Qu’importe également que la Cour, qui déplore qu’un trop grand nombre d’inspecteurs soient affectés sur des missions autres que le contrôle des entreprises, encense dans le même temps la réforme dite « Ministère Fort » qui a retiré plusieurs dizaines d’agents du terrain pour en faire de purs managers.

Qu’importe enfin que l’inspection du travail soit en réalité l’un des corps de contrôle qui offre le plus aux délinquants la possibilité de se mettre en conformité avec la loi sans frais : seulement 6300 procédures pénales ont été engagées en 2013 pour plus de 180 000 constats d’infraction au droit du travail.

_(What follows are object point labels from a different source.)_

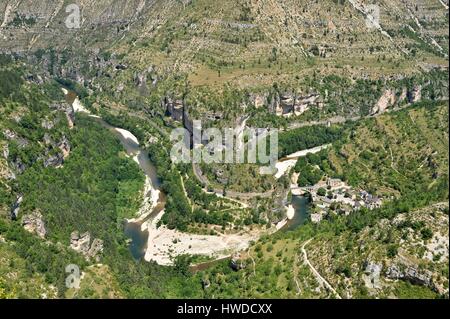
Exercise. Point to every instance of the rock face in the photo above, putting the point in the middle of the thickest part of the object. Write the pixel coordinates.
(415, 95)
(15, 209)
(288, 104)
(34, 224)
(389, 98)
(412, 274)
(82, 244)
(372, 271)
(175, 108)
(68, 110)
(237, 263)
(385, 101)
(57, 160)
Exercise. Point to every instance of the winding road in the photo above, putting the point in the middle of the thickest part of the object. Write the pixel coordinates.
(322, 281)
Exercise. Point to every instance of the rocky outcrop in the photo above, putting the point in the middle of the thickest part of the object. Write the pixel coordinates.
(175, 108)
(386, 100)
(288, 104)
(34, 224)
(372, 272)
(68, 110)
(410, 273)
(15, 209)
(415, 95)
(56, 159)
(391, 98)
(82, 244)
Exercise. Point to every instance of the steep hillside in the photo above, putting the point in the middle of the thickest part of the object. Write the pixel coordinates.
(397, 251)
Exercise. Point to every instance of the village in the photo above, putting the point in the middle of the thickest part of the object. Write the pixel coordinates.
(334, 196)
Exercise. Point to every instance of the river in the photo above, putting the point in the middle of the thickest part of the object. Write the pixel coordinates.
(133, 229)
(137, 230)
(301, 206)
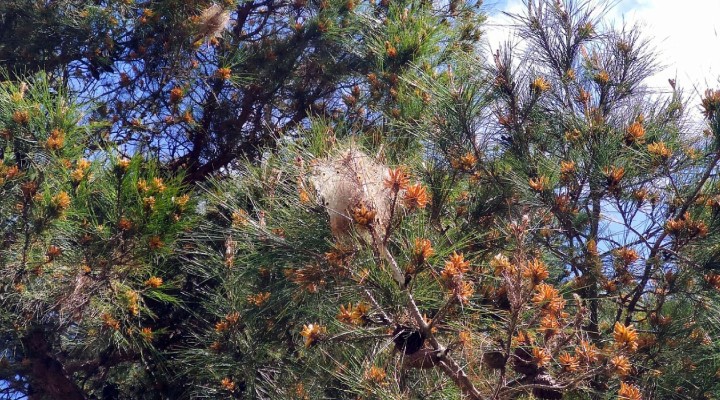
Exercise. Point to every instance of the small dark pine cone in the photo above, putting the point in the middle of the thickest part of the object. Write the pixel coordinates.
(494, 359)
(523, 363)
(408, 340)
(543, 393)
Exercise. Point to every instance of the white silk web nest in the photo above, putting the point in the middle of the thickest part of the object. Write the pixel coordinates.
(347, 179)
(212, 22)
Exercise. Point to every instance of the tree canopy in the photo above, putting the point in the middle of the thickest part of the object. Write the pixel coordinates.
(349, 199)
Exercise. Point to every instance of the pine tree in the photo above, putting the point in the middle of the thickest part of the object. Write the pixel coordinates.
(346, 200)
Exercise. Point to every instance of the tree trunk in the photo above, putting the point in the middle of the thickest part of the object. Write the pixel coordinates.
(47, 377)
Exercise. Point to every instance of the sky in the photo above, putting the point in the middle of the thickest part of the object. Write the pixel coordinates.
(685, 33)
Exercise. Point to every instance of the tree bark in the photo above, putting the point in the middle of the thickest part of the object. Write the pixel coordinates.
(48, 379)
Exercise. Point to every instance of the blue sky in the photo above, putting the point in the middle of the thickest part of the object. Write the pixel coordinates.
(685, 33)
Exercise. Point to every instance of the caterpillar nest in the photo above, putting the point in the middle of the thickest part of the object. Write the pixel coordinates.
(346, 182)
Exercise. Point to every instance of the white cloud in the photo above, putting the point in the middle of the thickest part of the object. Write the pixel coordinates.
(685, 34)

S’il s’agissait d’entorses à la réglementation sur les stupéfiants, les mêmes journalistes dénonceraient le laxisme de l’État !

Car ce qui compte pour la presse patronale, quitte à accumuler les approximations et les contre-vérités, c’est d’obtenir la mise à mort de l’une des rares protections que les salariés peuvent encore mobiliser pour défendre leurs conditions de travail, leur santé, leur emploi. Les pouvoirs « exorbitants » que fustige l’éditorialiste des Échos sont à mettre en relation avec le nombre et la gravité des infractions au code du travail que les agents de contrôle constatent chaque jour. Pourquoi les inspecteurs et contrôleurs peuvent-ils arrêter sur le champ les travaux sur un chantier du BTP ? Parce que chaque année 145 salariés de ce secteur meurent à la suite d’un accident du travail, soit plus d’un quart des décès accidentels. En faut-il plus ? Pourquoi le licenciement d’un représentant du personnel est-il soumis à l’autorisation préalable de l’inspection du travail ? Parce que près de trois fois sur quatre lorsqu’ils ont à juger de la légalité d’un licenciement, les tribunaux donnent raison au salarié. Faut-il donc que les représentants choisis par les salariés puissent être mis à la porte du jour au lendemain ?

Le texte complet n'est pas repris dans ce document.